И опять он мелькает,
Листопад за окошком,
Тучи темные вьются вокруг…
Заскрипели ворота,
Потемнели избушки,
Закачалась над омутом ель,
Слышен жалобный голос
Одинокой кукушки,
И не спит по ночам коростель…
На другом листке: «Застольная песня. Журавли». Подзаголовок «Поет председатель или же все». Далее следует текст: «Меж болотных стволов красовался восток огнеликий»… Еще сохранились обрывочные записи размышлений-воспоминаний: «У забора в Шейно (деревня в Вологодской области, куда Валерий Гаврилин приезжал на каникулы, там жила его мать. – Н. К.) на вечерней заре. Облака на закате. Мальчик собирается на гулянье».

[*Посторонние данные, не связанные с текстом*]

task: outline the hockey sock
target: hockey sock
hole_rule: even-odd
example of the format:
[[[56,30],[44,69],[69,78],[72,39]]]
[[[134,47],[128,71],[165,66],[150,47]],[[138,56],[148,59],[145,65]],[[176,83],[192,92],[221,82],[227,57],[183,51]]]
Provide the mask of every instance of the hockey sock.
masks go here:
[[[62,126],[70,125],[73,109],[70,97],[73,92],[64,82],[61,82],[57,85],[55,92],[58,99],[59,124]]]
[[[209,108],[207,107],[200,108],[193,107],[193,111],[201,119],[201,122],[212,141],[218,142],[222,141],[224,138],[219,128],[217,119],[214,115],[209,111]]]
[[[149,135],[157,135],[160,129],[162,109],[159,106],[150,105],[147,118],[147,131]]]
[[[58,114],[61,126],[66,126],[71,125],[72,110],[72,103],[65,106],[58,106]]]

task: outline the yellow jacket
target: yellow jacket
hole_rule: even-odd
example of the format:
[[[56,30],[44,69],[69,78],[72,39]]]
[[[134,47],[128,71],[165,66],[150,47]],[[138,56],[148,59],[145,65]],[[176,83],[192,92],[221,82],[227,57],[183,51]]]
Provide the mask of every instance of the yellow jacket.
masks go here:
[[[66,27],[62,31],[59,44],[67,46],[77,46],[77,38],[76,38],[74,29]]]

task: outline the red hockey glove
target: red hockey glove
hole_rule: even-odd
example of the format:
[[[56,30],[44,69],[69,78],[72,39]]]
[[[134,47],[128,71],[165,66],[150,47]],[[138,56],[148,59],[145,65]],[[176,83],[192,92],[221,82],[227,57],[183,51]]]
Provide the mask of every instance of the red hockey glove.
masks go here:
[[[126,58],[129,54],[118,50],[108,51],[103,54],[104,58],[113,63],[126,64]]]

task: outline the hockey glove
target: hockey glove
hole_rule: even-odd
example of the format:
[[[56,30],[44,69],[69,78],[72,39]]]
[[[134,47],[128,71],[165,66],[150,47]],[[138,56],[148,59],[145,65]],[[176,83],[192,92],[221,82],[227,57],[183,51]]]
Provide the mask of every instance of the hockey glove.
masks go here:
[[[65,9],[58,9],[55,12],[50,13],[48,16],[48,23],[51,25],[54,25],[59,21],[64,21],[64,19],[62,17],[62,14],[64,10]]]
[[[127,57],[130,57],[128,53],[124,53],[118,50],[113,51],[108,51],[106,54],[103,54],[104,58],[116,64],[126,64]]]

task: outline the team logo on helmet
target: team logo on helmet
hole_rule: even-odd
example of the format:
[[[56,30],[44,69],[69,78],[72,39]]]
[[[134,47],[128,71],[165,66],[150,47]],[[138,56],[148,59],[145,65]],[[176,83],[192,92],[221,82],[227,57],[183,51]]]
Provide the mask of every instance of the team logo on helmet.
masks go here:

«Я буду скакать по холмам задремавшей отчизны. Гулы».
И вот читаешь это стихотворение Николая Рубцова:
Я буду скакать по холмам задремавшей отчизны,
Неведомый сын удивительных вольных племен!
Как прежде скакали на голос удачи капризный,
Я буду скакать по следам миновавших времен… —
и сразу соединяются обрывочные записи Валерия Гаврилина.
Разные люди председательствовали в колхозах деревни Перхурьево Кубено-Озерского района Вологодской области, где вырос Валерий Гаврилин, и в деревне Никола Тотемского района Вологодской области, где рос Николай Рубцов. Наверное, они были не похожими друг на друга, но что с того?
Одной и той же была колхозная жизнь и в Перхурьеве, и в Николе, одинаковыми глазами смотрели деревенские сироты Валерий Гаврилин и Николай Рубцов на главного в деревне мужика и одинаково видели, как пляшет он на празднике, выбиваясь из сил. И все в этом главном мужчине детства было прекрасно.
И простые и ясные жизненные принципы, выраженные в требовании выпить за доблесть в труде и за честность, и былинная богатырская сила, позволяющая ему, как знамя, пронести в руках лучшую жницу. И этот былинный богатырь детства и должен был запеть в «Рубцовской тетради» Валерия Гаврилина одно из самых пронзительных стихотворений Николая Михайловича:
Меж болотных стволов красовался восток огнеликий…
Вот наступит октябрь – и покажутся вдруг журавли!
И разбудят меня, позовут журавлиные крики
Над моим чердаком, над болотом, забытым вдали…
И как ответ на песню Даши (жницы, которую проносят в руках как знамя?):
Ах, я тоже желаю
На просторы вселенной!
Ах, я тоже на небо хочу!
Но в краю незнакомом
Будет грусть неизменной
По родному в окошке лучу. —
и будет звучать эта песня… И сколько бесконечной любви и печали прозвучит в этом ответе!